Let’s Go Oppo!

Let’s begin with a nice oppo example from this past Sunday’s game in Philadelphia, where the Phillies took on Max Scherzer and the Mets:

A young Bryson Stott stays through the ball and knocks in an RBI by going oppo. In last week’s post, I built a model that combined data from our batted ball, statcast, and plate discipline leaderboards for a single point in time in the 2021 season, and used those metrics to target whether or not (a 0/1 binary target variable) a batter recorded a hit the following day. While I pointed out that there was just too little data training the model I was using, I did think it interesting that Oppo% was the most important variable when predicting a hit. Was I on to something? Is predicting a hit as simple as looking at who goes oppo the most?

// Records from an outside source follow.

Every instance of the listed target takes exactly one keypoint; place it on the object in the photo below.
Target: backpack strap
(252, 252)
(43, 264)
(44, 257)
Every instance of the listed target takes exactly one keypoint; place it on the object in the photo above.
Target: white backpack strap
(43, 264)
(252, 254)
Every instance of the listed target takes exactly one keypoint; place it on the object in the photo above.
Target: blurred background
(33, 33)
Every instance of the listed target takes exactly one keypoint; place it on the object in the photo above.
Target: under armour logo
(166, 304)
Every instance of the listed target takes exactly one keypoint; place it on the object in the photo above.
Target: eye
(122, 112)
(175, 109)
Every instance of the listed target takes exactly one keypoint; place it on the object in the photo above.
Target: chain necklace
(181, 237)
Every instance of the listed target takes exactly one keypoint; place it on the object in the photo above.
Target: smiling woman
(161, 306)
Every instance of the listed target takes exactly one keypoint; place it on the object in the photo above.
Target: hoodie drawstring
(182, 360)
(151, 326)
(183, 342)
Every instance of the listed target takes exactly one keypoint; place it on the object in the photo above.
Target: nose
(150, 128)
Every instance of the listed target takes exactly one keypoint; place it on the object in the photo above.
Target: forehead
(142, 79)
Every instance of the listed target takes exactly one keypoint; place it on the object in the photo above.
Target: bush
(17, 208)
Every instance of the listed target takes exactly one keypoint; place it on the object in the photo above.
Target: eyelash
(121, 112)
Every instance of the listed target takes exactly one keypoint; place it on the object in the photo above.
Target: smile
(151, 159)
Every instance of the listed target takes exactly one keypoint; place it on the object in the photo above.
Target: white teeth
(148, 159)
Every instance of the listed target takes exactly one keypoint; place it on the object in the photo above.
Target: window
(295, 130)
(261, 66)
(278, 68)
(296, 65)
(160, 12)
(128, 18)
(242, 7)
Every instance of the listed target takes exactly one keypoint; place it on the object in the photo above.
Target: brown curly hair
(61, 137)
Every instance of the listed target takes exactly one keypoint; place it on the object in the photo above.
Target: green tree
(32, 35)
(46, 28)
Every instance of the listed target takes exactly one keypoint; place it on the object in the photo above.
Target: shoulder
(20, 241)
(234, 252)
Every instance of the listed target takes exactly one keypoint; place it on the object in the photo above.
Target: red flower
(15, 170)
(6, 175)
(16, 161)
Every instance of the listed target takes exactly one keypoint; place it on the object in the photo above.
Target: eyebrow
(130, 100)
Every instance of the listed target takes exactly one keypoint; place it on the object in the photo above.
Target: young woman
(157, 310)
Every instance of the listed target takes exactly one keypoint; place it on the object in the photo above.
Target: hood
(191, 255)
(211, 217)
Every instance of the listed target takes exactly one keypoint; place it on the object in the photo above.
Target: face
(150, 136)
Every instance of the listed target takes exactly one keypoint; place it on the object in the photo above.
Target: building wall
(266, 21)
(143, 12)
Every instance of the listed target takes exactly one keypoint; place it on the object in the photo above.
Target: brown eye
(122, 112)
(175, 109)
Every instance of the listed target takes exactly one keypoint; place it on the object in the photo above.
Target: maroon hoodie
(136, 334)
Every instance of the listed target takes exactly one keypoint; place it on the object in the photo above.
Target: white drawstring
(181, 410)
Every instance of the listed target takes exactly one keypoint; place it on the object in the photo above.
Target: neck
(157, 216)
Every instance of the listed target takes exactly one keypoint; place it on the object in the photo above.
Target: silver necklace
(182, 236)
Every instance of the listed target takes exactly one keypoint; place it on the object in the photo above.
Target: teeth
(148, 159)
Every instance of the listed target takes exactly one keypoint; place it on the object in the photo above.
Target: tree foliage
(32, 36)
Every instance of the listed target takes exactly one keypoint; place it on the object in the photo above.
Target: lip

You and I both know there’s nothing simple about getting a hit, but Oppo% seems like an important statistic when we’re talking about singles. In one of my favorite offbeat fantasy baseball games, Beat The Streak, players must choose one player each day to get a hit and do that successfully for 56 days in order to win a Scrooge McDuck fortune ($5.6 mill). So, this week’s post is all about Oppo%; what it means, what it tells us about a player’s ability to record a hit, and if we can really use it to build out our own swimming pool of gold coins. So let’s take a good look at Oppo% and what it might mean for predicting a hit. Here are your current oppo leaders (qualified hitters) along with their batting average, BABIP, and slugging so far this season:

2022 Oppo% Leaders
Name PA Oppo% AVG BABIP SLG
Yoshi Tsutsugo 92 42.1% 0.203 0.250 0.270
Myles Straw 127 38.9% 0.255 0.311 0.327
Willson Contreras 100 38.8% 0.279 0.328 0.477
Sheldon Neuse 104 38.8% 0.305 0.415 0.411
Seiya Suzuki 111 37.1% 0.247 0.328 0.473
Nicky Lopez 91 36.9% 0.221 0.266 0.260
J.D. Martinez 92 36.5% 0.294 0.367 0.518
Randal Grichuk 96 36.5% 0.281 0.356 0.449
Aaron Hicks 87 35.3% 0.250 0.327 0.294
Freddie Freeman 119 34.9% 0.317 0.349 0.515
MLB Average 24.6% 0.233 0.282 0.371
Among qualified hitters as of 5/10/22.

Each one of these hitters, besides Tsutsugo and Lopez, is hitting above league average according to batting average and BABIP. Remove the two hitters already mentioned, remove Hicks and Straw, and everyone left is slugging above average. This is a good group of hitters. But, I don’t know that beyond Freeman and J.D. Martinez I would be trusting anyone from this group with all my gold coins. In other words, I wouldn’t feel confident in making my daily hit prediction by sorting descending on Oppo%…yet.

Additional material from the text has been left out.